Desperation Marketing Courts E-mail Hell

Why e-mail marketing managers should not send e-mail to the living dead, plus other bad practices to avoid.

This fourth business quarter is a rocky ride, given grim holiday-spending projections and pressure to make budget. Maybe that explains why so many companies abandon good e-mail practices for risky moves like boosting frequency or marketing to iffy lists.

Maybe you’re in the same squeeze, having to scramble to find a way to pull in more sales, make your numbers or hold on to the market share you have already. But you need to understand that going to the e-mail well too often can touch off this vicious circle:

  1. Risky moves drive more spam complaints.
  2. More spam complaints damage your sender reputation.
  3. A bad reputation makes ISPs block your e-mails from customer inboxes.
  4. Blocked inboxes reduce your delivery.
  5. Reduced delivery means reduced e-mail results.

Recent Examples of Dangerous Desperation Marketing

Olympic-sized Overreach: I signed up for NBC’s Olympics e-mail coverage this year. But, after the Games ended, I guess the network needed to find a way to monetize its subscriber list.

So, in November, I received an e-mail from “Universal Sports” telling me “You are recieving (sic) this newsletter as a result of signing up when you registered at NBCOlympics.com.”

I did not opt in to receive this message and know nothing about Universal Sports. To make matters worse, they sent me two copies of the same message. So, I hit the spam-complaint button two times to make up for it.

Expired-permission lists: Two companies recently “found” lists of e-mail addresses they had not marketed to previously and wanted to know how to message them for this holiday period. Short answer: Don’t.

Even if the people on these lists did agree to receive e-mails, it probably was so long ago that they either forgot or don’t care anymore.

If you suddenly start sending messages, especially without explaining why you’re suddenly in the inbox, they probably won’t be welcomed.

Opt-out e-mail appends to past customers: Relevance drives action (open, click, convert). Irrelevance drives negative actions (delete, unsubscribe, complain).

If your past customers haven’t purchased from you in several years and never subscribed to receive e-mails, and if your relationship with them is so far removed they didn’t give you their e-mail addresses, how can you possibly send them a relevant message? How can you even consider them a customer?

Sending to the “living dead:” This year, more marketers began to recognize the value of cleaning out their lists, identifying inactive subscribers and removing those who didn’t respond to reactivation campaigns. Many companies who did this saw dramatic results.

Now, however, it’s crunch time. Inactive subscribers who never technically unsubscribed suddenly seem more attractive to marketers looking for any live body to squeeze a sale from.
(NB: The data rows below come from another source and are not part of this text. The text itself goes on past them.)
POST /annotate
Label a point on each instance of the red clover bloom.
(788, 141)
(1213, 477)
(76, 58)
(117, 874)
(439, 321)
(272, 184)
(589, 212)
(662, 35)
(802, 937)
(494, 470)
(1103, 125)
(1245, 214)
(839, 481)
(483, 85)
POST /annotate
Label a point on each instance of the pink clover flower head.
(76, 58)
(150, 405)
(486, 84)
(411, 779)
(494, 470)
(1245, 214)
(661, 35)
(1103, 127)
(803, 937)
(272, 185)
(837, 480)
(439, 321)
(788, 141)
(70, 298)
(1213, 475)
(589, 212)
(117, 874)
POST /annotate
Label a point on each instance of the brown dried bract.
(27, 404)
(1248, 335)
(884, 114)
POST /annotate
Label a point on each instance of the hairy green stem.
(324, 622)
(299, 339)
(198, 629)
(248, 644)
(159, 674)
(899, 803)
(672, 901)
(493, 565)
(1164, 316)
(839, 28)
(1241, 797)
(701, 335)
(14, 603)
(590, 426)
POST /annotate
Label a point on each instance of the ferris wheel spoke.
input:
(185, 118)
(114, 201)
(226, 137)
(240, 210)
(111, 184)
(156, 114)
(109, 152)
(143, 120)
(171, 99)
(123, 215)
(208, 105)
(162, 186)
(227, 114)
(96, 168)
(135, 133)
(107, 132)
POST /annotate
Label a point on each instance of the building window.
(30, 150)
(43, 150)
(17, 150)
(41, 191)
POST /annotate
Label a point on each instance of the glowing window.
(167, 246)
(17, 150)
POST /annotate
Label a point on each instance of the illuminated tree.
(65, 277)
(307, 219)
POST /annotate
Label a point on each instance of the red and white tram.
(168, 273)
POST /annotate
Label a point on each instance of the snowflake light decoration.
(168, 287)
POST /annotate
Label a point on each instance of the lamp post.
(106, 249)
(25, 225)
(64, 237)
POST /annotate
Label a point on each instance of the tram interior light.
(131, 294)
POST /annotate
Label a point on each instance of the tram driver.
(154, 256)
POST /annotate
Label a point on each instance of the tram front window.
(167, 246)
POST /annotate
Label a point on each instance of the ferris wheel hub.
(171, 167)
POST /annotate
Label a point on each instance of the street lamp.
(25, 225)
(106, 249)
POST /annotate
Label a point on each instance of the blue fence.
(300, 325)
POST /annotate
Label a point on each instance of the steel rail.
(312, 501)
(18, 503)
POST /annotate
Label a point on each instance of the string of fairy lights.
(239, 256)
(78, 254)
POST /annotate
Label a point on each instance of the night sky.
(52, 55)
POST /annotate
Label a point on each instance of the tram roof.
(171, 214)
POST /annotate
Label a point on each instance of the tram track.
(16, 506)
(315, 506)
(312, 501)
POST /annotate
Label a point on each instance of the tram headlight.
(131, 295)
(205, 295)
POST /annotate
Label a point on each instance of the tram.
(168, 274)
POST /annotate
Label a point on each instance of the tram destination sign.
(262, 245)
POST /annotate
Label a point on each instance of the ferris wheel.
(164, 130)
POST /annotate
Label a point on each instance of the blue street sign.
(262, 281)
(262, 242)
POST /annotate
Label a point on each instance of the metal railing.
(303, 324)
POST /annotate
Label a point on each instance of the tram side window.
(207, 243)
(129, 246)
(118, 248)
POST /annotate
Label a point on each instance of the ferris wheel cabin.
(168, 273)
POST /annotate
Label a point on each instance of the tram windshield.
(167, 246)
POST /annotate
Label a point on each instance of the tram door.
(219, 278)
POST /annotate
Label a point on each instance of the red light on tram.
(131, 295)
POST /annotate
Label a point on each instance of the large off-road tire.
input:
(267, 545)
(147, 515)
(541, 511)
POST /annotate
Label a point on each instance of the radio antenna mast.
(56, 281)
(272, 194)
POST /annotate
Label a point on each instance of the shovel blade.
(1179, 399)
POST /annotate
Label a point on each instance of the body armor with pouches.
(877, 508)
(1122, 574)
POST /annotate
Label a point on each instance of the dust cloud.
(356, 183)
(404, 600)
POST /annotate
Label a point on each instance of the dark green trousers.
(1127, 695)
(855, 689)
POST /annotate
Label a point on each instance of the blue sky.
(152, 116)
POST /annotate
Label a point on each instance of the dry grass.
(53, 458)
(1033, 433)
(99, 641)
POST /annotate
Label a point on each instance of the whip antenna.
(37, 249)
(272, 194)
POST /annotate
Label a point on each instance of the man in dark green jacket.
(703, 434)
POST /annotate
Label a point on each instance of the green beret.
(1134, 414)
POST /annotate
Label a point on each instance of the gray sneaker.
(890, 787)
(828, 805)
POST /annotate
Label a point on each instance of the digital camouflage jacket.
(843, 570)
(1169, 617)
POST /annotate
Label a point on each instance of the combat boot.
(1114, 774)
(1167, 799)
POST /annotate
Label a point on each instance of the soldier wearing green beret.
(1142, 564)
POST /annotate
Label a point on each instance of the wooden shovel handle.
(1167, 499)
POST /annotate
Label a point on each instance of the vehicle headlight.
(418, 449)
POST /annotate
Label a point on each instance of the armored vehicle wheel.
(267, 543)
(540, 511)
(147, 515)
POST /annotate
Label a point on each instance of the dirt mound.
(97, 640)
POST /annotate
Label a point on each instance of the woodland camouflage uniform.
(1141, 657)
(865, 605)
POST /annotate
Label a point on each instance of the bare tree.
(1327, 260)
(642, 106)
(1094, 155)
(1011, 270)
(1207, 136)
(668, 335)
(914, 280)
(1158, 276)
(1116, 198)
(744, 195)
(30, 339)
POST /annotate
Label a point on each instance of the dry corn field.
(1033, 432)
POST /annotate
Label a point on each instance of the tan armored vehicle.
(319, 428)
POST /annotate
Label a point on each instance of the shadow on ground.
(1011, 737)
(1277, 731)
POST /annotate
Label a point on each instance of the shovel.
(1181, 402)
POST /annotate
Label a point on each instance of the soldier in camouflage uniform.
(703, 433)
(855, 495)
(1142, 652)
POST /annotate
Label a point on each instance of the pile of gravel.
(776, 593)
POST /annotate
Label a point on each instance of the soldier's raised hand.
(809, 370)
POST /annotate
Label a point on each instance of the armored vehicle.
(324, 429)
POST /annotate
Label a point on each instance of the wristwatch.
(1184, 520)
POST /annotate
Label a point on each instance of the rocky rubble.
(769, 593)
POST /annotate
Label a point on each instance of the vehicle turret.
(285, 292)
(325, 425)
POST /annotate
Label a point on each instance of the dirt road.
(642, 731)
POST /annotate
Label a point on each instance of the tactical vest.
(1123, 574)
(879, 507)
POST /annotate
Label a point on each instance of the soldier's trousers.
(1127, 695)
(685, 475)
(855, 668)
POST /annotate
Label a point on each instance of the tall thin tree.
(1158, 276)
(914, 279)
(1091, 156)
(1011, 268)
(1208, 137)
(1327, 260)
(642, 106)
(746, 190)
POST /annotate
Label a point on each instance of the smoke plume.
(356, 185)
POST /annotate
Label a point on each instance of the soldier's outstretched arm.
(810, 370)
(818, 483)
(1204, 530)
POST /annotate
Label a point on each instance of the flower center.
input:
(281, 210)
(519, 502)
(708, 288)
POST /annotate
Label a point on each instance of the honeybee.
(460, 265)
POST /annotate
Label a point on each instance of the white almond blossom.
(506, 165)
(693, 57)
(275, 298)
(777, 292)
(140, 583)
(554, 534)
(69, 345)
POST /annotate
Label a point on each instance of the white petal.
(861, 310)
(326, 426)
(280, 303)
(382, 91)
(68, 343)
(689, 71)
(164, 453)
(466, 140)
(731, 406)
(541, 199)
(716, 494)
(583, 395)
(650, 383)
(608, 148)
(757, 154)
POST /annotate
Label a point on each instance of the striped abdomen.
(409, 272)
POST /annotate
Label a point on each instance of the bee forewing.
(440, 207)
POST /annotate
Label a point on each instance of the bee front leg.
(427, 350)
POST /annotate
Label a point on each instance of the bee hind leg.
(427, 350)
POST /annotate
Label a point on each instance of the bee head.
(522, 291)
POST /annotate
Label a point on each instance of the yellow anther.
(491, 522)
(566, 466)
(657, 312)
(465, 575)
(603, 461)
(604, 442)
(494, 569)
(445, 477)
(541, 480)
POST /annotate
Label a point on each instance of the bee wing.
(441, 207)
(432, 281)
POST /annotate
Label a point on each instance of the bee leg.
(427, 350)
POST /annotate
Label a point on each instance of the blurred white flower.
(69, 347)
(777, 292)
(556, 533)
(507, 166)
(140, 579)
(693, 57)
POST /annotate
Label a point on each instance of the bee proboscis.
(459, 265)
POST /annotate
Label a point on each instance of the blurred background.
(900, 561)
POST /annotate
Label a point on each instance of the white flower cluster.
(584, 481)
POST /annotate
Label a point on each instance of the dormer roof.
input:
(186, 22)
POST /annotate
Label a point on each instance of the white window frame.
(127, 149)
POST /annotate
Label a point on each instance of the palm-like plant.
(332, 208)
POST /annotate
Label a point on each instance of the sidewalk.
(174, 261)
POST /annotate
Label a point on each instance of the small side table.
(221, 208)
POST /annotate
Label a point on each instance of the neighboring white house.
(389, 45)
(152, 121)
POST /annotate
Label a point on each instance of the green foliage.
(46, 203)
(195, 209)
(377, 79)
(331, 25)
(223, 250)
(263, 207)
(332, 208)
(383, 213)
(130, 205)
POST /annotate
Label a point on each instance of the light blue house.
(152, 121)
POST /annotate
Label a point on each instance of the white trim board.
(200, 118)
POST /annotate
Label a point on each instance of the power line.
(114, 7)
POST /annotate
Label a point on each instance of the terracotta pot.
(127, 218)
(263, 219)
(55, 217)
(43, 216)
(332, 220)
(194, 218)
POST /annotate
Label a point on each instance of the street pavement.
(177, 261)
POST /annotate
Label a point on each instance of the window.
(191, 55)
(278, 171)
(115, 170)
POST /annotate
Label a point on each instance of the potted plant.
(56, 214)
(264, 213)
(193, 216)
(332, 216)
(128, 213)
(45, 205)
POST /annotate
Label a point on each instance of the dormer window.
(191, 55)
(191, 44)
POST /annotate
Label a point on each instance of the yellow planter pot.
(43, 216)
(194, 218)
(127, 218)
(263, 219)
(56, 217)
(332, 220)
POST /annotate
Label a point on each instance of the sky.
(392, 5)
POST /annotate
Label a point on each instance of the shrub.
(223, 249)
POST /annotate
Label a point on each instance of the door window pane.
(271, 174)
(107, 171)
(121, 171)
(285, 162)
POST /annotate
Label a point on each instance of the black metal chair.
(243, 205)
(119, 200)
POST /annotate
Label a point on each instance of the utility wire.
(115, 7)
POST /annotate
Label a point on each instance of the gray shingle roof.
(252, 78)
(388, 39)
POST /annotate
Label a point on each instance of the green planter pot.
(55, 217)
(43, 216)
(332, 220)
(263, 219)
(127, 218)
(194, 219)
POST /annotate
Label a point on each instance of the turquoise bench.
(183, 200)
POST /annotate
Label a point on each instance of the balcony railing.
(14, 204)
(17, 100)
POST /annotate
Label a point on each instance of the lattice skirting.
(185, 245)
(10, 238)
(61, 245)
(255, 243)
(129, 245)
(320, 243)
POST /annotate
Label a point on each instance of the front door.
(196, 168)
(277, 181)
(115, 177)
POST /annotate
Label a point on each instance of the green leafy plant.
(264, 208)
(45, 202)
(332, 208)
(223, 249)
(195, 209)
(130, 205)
Before you reach out to these lists, remember why you stopped e-mailing to the living dead. If you add them back to your live database and e-mail as if nothing happened, you’re wasting your time and resources and courting more spam complaints.

Double down on holiday frequency: When I look at year-over-year trends, I often see e-mail-volume spikes for November and December. These generated below-average open and click rates and above- average unsubscribes and complaints. The top two reasons recipients unsubscribe from e-mails: lack of relevance and frequency.

Yes, these additional campaigns also often add short-term revenue for the holiday season. As for overall performance, they tend to do more damage than good. When you added that extra weekly mailing, it was most likely to the full list, untargeted and not highly relevant. Calculate the risks against the rewards.

Some marketers fail to look at how their fourth-quarter decisions can hurt their results for January through March. Negative statistics keep coming in long after the volume spikes have stopped.

As we head deeper into the holiday season, take a minute before you send that extra e-mail this week and review last year’s trends, not just for November and December, but for the year. You might see higher list churn and lower results in the first and second quarters, caused by bad fourth-quarter decisions the previous year.

Watch for Waste through Haste

Desperation marketing also takes its toll on quality control. Watch for these typical mistakes that damage the e-mail experience and make readers hesitate to trust you with their business:

  • Broken images
  • Wrong call to action
  • Typos
  • Sending to the wrong list
  • Sending to the wrong segment
  • Sending test copy to the whole list

One extra minute or two on proofing can keep you out of Retail Email blogger Chad White’s popular Oopsy Hall of Fame.